Australian heatwave is connected to climate change - IPCC
Australia's heatwave is likely to be linked to global warming (Reuters)
Contrary to claims made by an Auckland scientist earlier in the week, scientists from around the world and New Zealand are saying the recent Australian heatwave is part of a global trend.
Intergovernmental Panel on Climate Change (IPCC) chairman Rajendra Pachauri has told media the Australia heatwave is part of a warming trend around the world and says more heatwaves are likely.
“We already are getting more frequent and more intense heatwaves, and we are also going to get extreme precipitation events.”
The IPCC, which is currently meeting in Hobart, warned on Tuesday that heatwaves in Australia could become six times more frequent within 30 years.
But earlier this week associate professor of climate and environment science Chris de Freitas of the University of Auckland said there was no evidence to suggest the Australian heatwave was connected to climate change.
“It’s speculation, not fact,” he told 3 News, saying there was no evidence humans were to blame for rising global temperatures.
However James Renwick, a climate scientist at Victoria University of Wellington attending the IPCC conference in Hobart, says although it is difficult to pin one event to climate change, there probably is a connection.
“You can’t ever say a particular heatwave is because of climate change…. [but] there is a connection in the sense that the temperatures over in Australia have gone up over the last century or so, and that means it’s easier for a heatwave to happen.”
Dr Renwick says better evidence of climate change would be seeing repeated heatwaves.
“If we start seeing these more often, that would be better evidence.”
He says a 1degC increase in temperature could double the risk of heatwaves, and expects the frequency of heatwaves in Australia to increase.
“The expectation is we will start seeing these extremes more and more often in the future.”
Dr Renwick says other extremes of weather, like rain and flooding, are also a sign of the earth warming up.
“The amount of moisture in the air is directly proportional to the heat of the air. The chances of getting a heavy rainfall event increases if there is an increase in temperature.
“Generally in a lot of ways the [global] climate is becoming more extreme.”
He is not so sure if New Zealand’s extremes of warm weather in some areas and flooding in others recently are related to climate change.
“That sort of thing has been going on forever. It’s the same story that if you see the occurrence of these very warm conditions and flooding conditions increasing over time.”
Dr Renwick says to really see if climate change is happening, you’ve got to look at trends over a number of years.

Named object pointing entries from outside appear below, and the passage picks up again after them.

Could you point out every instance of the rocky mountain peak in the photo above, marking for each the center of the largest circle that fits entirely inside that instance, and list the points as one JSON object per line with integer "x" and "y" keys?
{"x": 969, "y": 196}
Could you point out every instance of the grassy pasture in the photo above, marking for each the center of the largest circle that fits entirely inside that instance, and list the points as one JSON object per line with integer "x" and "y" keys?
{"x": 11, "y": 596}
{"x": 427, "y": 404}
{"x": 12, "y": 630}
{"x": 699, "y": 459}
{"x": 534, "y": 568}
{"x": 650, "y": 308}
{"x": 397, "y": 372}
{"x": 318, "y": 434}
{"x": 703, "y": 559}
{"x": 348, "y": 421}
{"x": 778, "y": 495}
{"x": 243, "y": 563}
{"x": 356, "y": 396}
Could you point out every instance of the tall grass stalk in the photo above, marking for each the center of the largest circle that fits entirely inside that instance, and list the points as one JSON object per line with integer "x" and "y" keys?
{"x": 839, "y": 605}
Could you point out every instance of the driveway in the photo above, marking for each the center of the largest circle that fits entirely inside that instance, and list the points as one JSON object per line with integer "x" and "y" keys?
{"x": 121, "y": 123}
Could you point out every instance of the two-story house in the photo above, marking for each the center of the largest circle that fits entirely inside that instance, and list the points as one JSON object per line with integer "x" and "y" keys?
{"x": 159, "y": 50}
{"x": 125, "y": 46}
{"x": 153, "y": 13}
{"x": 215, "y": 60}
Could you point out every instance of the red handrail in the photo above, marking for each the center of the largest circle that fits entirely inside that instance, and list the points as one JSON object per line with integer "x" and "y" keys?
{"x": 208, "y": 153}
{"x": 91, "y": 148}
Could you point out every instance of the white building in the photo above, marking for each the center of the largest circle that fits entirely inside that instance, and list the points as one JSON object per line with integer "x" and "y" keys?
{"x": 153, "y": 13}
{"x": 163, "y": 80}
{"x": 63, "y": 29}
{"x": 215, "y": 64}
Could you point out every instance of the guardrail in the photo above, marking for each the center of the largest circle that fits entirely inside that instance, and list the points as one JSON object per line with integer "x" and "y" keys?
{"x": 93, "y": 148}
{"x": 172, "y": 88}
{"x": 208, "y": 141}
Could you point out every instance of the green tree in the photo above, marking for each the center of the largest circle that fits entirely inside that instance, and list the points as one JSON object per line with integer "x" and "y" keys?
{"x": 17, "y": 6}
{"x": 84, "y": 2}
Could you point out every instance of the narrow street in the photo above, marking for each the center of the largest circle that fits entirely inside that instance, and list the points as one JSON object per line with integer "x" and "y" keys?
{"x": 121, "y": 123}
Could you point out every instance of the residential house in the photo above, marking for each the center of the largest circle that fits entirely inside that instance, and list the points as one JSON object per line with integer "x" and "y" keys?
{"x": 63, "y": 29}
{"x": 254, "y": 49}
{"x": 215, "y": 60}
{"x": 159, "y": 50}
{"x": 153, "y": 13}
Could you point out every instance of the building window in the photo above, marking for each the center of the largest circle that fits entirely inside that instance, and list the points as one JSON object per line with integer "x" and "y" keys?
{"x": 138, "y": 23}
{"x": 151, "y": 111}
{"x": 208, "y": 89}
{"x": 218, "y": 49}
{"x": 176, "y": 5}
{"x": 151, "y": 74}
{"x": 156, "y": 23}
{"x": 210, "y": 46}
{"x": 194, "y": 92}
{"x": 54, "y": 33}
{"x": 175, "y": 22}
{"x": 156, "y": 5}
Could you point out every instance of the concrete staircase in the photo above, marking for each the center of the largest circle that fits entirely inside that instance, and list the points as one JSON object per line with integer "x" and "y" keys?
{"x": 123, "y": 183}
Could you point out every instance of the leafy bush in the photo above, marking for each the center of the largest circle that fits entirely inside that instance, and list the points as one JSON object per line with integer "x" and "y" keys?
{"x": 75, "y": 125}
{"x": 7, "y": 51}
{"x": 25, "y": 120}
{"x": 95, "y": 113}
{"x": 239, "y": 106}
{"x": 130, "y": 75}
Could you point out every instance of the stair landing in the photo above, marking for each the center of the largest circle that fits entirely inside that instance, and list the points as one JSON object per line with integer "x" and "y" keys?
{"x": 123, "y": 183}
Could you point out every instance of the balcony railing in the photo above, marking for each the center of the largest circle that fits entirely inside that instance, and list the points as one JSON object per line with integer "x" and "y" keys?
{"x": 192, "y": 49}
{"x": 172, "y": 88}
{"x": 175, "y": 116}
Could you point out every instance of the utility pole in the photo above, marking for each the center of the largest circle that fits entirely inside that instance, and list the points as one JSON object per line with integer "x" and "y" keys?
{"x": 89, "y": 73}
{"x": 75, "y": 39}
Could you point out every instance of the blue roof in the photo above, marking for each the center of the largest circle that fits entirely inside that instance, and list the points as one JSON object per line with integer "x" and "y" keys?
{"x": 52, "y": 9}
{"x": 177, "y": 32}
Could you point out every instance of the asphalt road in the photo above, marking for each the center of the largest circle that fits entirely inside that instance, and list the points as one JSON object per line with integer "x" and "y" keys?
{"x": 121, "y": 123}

He says the decline in the number of frosts in New Zealand is a sign of climate change, and he expects frosts here to disappear by the end of this century.
In his criticism, Dr de Freitas also referred to a leaked draft of the IPCC five-year assessment report which appeared to claim global temperatures have not risen in the past 16 years.
Mr Renwick says this is probably correct.
“That’s right, globally temperatures over the last 10 or 15 years have not risen as fast as you would expect.”
But he says this doesn’t mean climate change is not happening. He says the late 1990s were very warm because of the warm El Nino climate system, but the 2000s have been cooler because of La Nina, which acts to cool the climate.
“Once you take account of that effect, behind that, temperatures are going up and greenhouse gases are going up.
“Fifteen years is still a pretty short period to look at the trend.”